Penelitian ini bertujuan untuk melihat dorongan yang membuat seseorang memilih menjadi relawan pemberdayaan masyarakat miskin, makna hidup yang dihayati oleh para relawan, serta alasan yang membuat mereka bertahan dengan berbagai tantangan serta konsekuensi yang dihadapi. Hasil penelitian menunjukkan bahwa para partisipan menghayati hidupnya untuk menjadi seseorang yang bermanfaat bagi lingkungan dan orang lain. Terdapat beberapa faktor yang mendorong partisipan memutuskan untuk menjadi relawan antara lain adanya perasaan empati, minat & kecintaan terhadap sesuatu, dan dorongan untuk berbuat kebaikan dalam hidup. Alasan bertahan dipengaruhi oleh faktor adanya dukungan dari significant others, penghayatan kebahagiaan, serta keinginan untuk tetap memberikan manfaat dan kebaikan.
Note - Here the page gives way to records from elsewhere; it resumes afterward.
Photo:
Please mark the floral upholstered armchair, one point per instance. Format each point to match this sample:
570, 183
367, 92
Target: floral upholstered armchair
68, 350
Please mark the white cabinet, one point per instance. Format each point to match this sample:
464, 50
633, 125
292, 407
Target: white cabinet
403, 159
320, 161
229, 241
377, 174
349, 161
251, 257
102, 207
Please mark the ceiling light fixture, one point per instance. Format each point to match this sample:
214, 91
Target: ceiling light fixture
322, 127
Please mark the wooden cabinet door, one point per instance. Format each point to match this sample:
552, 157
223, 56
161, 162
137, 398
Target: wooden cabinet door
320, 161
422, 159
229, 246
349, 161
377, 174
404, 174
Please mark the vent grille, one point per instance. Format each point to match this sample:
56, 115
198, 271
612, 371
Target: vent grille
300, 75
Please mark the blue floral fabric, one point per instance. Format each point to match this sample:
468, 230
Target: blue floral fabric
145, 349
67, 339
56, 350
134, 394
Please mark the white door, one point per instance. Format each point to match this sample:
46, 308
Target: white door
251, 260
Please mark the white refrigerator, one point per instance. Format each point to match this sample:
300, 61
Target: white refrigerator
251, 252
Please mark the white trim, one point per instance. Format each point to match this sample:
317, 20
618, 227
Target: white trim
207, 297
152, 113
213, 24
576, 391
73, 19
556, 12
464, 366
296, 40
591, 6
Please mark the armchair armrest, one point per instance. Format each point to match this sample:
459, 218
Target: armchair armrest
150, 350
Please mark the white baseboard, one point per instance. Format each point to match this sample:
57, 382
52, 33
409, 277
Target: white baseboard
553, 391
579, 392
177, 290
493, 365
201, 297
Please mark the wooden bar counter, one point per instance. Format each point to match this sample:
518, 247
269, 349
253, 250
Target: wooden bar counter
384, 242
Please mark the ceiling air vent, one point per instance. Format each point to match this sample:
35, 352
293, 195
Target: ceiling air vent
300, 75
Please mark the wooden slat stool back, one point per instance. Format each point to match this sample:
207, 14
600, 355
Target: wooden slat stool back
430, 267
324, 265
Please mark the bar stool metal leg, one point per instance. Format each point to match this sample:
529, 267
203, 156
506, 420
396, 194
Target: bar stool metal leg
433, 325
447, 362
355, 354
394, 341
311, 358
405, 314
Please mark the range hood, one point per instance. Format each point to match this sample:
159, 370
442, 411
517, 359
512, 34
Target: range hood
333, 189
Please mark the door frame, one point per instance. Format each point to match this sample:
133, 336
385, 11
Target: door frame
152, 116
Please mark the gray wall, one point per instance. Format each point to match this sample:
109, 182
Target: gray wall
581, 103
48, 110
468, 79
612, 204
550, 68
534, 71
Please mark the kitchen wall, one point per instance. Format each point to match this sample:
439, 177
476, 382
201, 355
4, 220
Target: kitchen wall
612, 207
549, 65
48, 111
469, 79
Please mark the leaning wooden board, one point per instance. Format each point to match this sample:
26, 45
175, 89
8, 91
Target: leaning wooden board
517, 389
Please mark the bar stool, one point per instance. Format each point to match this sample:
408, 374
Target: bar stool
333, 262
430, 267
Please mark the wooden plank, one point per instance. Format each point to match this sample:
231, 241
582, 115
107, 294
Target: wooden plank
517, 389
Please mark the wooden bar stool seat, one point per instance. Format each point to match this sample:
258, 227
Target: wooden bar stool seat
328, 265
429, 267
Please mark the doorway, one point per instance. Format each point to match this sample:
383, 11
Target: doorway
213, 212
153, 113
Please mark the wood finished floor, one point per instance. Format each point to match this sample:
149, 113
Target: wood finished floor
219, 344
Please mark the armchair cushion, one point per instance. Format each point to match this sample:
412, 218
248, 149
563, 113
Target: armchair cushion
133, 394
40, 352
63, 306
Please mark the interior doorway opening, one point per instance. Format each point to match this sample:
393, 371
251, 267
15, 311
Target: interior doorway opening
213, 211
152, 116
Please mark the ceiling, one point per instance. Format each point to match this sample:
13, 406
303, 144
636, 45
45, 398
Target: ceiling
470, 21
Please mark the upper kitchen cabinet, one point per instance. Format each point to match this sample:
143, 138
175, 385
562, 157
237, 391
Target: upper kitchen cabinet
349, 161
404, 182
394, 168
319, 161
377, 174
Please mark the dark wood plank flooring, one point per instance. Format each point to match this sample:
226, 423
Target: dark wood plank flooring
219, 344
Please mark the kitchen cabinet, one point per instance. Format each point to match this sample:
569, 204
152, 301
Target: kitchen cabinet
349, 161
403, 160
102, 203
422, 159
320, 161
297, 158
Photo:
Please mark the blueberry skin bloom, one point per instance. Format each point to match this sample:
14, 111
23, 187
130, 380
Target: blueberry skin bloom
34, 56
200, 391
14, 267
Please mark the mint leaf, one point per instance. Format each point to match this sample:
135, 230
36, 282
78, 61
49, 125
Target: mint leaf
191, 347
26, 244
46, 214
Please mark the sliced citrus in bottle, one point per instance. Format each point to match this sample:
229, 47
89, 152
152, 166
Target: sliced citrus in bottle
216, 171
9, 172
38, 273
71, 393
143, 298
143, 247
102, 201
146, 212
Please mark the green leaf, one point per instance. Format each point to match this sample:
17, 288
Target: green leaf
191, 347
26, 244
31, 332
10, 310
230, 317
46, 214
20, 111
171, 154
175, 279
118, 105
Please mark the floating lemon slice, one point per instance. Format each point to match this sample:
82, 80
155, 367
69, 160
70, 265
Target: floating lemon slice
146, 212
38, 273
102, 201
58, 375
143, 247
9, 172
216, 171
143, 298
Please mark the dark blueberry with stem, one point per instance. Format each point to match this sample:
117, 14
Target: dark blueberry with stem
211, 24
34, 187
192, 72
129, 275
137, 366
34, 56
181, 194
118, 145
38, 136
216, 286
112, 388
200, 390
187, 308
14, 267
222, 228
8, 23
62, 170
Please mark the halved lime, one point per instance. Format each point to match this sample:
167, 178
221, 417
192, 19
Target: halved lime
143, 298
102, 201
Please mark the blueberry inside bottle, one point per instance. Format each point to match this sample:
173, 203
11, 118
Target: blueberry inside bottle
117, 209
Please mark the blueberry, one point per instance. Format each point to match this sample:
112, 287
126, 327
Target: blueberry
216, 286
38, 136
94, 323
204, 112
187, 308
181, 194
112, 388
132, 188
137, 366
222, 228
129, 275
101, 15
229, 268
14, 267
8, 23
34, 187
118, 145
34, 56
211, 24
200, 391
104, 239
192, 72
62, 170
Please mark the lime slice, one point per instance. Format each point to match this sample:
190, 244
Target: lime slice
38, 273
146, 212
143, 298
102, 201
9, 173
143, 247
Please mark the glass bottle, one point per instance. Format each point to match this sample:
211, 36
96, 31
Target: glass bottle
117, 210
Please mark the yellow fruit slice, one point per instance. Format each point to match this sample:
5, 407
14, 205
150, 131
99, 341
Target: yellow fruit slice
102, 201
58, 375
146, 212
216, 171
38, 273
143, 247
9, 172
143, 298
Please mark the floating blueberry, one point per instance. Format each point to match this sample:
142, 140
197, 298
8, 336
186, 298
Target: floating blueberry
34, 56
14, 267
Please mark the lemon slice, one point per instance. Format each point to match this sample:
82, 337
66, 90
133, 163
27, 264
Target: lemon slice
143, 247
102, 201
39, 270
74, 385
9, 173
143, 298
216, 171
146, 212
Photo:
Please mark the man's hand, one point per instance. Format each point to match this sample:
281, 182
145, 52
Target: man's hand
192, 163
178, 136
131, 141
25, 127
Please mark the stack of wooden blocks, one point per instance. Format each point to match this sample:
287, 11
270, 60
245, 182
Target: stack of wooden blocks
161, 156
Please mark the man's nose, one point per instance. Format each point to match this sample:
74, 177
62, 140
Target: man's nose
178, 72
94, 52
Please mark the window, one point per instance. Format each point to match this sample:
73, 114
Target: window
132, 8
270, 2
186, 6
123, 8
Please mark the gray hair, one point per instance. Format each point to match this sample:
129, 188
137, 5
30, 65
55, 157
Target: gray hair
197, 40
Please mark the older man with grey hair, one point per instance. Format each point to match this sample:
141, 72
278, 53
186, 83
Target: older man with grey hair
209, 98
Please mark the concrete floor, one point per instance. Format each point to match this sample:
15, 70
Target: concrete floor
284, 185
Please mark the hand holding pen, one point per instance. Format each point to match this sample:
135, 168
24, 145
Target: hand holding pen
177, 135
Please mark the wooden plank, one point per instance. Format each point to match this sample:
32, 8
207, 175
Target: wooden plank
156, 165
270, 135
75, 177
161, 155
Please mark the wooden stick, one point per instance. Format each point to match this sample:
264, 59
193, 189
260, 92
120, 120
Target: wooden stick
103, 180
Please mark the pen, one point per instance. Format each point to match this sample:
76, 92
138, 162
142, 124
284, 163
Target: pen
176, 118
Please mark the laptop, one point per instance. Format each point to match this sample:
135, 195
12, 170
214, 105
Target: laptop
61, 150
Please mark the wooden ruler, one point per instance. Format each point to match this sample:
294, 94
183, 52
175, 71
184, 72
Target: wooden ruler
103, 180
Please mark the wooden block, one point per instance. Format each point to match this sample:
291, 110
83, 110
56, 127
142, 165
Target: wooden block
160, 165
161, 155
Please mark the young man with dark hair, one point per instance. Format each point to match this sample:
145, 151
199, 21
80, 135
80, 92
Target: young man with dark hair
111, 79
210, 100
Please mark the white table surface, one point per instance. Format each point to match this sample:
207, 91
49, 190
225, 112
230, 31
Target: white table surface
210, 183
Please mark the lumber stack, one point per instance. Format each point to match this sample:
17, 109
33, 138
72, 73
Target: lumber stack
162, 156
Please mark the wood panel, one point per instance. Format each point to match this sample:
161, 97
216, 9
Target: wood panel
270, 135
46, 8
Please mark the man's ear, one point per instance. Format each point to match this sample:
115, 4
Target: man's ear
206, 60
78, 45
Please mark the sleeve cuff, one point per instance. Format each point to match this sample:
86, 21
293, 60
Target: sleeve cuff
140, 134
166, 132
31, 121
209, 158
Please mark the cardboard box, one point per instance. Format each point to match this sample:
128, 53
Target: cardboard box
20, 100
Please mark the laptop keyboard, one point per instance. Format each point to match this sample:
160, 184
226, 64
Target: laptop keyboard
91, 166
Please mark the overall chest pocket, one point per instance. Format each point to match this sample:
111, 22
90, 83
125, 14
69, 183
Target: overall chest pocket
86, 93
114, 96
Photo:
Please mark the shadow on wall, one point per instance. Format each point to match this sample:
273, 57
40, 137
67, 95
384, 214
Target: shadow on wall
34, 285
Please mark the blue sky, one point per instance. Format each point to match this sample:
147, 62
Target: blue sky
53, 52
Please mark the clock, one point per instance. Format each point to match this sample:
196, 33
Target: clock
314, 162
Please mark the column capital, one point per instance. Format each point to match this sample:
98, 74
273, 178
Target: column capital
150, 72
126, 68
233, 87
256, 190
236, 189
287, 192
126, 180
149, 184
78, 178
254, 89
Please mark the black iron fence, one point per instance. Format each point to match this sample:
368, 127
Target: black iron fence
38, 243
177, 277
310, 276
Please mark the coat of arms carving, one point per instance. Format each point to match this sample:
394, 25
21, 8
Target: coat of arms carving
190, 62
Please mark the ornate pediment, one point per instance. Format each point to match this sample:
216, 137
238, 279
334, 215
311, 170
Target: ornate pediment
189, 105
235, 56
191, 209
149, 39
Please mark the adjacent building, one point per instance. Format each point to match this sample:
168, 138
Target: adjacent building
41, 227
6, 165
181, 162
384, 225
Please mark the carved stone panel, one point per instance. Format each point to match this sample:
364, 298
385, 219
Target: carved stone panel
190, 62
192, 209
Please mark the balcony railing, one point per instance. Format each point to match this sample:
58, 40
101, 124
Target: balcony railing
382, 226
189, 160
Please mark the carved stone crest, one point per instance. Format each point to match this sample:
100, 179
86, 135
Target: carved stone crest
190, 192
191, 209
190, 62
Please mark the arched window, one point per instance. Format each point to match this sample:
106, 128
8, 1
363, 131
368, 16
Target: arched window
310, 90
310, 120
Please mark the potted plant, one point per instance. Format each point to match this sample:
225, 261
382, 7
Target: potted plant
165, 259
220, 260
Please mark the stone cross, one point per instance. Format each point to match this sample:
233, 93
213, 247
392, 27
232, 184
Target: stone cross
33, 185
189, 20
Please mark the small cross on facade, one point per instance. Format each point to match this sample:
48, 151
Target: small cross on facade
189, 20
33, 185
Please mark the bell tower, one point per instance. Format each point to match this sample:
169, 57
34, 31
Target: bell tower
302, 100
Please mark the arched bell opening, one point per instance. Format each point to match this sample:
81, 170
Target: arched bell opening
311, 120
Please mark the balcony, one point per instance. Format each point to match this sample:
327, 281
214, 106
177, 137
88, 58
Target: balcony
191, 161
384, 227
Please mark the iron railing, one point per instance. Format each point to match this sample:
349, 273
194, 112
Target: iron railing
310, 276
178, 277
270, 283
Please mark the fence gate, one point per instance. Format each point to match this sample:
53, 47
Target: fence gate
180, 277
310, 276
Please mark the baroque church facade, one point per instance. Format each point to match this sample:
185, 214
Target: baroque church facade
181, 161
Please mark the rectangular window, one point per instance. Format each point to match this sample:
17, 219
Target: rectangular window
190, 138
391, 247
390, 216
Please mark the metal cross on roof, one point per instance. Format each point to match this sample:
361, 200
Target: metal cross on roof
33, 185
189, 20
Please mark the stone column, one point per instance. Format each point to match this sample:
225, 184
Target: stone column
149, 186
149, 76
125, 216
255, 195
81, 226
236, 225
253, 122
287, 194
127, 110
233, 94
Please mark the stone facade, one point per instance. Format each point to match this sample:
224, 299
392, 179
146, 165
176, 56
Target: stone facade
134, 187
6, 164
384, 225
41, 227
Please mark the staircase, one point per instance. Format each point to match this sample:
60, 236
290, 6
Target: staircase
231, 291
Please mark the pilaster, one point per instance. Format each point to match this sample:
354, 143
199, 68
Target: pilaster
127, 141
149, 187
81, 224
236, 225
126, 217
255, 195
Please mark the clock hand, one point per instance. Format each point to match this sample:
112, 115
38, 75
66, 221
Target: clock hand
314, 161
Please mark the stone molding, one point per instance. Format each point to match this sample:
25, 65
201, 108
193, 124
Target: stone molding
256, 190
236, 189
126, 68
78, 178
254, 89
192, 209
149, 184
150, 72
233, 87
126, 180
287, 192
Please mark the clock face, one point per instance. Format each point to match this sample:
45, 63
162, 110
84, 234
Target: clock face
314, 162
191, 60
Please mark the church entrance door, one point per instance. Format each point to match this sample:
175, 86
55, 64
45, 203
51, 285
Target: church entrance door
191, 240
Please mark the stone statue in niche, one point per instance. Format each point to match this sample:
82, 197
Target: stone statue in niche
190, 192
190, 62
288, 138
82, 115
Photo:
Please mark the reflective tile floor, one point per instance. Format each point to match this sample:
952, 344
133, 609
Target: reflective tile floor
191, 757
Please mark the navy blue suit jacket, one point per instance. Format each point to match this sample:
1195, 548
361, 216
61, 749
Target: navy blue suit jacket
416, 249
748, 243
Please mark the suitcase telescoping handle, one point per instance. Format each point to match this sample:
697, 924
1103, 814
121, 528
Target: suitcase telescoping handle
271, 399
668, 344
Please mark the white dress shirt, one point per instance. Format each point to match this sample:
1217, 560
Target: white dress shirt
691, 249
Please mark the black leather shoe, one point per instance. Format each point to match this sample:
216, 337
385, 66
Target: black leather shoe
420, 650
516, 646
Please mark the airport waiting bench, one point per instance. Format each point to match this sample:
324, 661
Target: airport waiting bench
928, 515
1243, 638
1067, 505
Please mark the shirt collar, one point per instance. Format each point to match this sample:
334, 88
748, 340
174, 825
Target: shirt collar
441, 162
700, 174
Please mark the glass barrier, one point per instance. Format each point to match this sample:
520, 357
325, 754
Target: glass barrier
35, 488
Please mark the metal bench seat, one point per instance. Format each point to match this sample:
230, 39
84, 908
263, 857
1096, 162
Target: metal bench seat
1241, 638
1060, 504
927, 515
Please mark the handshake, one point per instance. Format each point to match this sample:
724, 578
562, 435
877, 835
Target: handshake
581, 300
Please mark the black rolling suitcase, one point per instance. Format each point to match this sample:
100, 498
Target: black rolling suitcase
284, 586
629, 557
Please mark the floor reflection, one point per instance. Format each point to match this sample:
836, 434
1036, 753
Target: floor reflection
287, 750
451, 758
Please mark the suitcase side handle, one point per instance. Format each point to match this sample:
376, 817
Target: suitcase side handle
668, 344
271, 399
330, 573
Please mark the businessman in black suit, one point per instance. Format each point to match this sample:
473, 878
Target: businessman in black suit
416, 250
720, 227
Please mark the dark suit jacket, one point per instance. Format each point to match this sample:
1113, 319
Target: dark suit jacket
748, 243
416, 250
Kata kunci : Makna hidup; Relawan; Kemiskinan.
Contoh Tesis
Contoh Skripsi
BAB I
PENDAHULUAN
A. Latar Belakang
Keberadaan fenomena kemiskinan adalah sebuah keniscayaan dalam suatu negara sekalipun negara tersebut sudah tergolong dalam negara maju. Kemiskinan akan selalu menjadi sisi gelap dan menjadi suatu indikator keberhasilan suatu pemerintahan dalam mengelola negara dan kesejahteraan rakyatnya. Persentase penduduk miskin di Indonesia berdasarkan data Badan Koordinasi Keluarga Berencana Nasional (BKKBN), persentase keluarga miskin (keluarga prasejahtera dan sejahtera I) pada tahun 2001 mencapai 52,07 persen, atau lebih dari separuh jumlah keluarga di Indonesia. (http://www.duniaesai.com/) Sementara menurut hasil Survei Sosial Ekonomi Nasional (SUSENAS) Badan Pusat Statistik Republik Indonesia tahun 1998 memperlihatkan bahwa anak jalanan secara nasional berjumlah sekitar 2,8 juta anak. Dua tahun kemudian, tahun 2000, angka tersebut mengalami kenaikan sekitar 5,4%, sehingga jumlahnya menjadi 3,1 juta anak. Pada tahun yang sama, anak yang tergolong rawan menjadi anak jalanan berjumlah 10,3 juta anak atau 17, 6% dari populasi anak di Indonesia, yaitu 58,7 juta anak (Soewignyo, 2002 dalam http://blog.360.yahoo.com/blog). Angka-angka tersebut kiranya cukup mengindikasikan bahwa programprogram penanggulangan kemiskinan yang ada selama ini ternyata belum berhasil mengatasi masalah kemiskinan di Indonesia.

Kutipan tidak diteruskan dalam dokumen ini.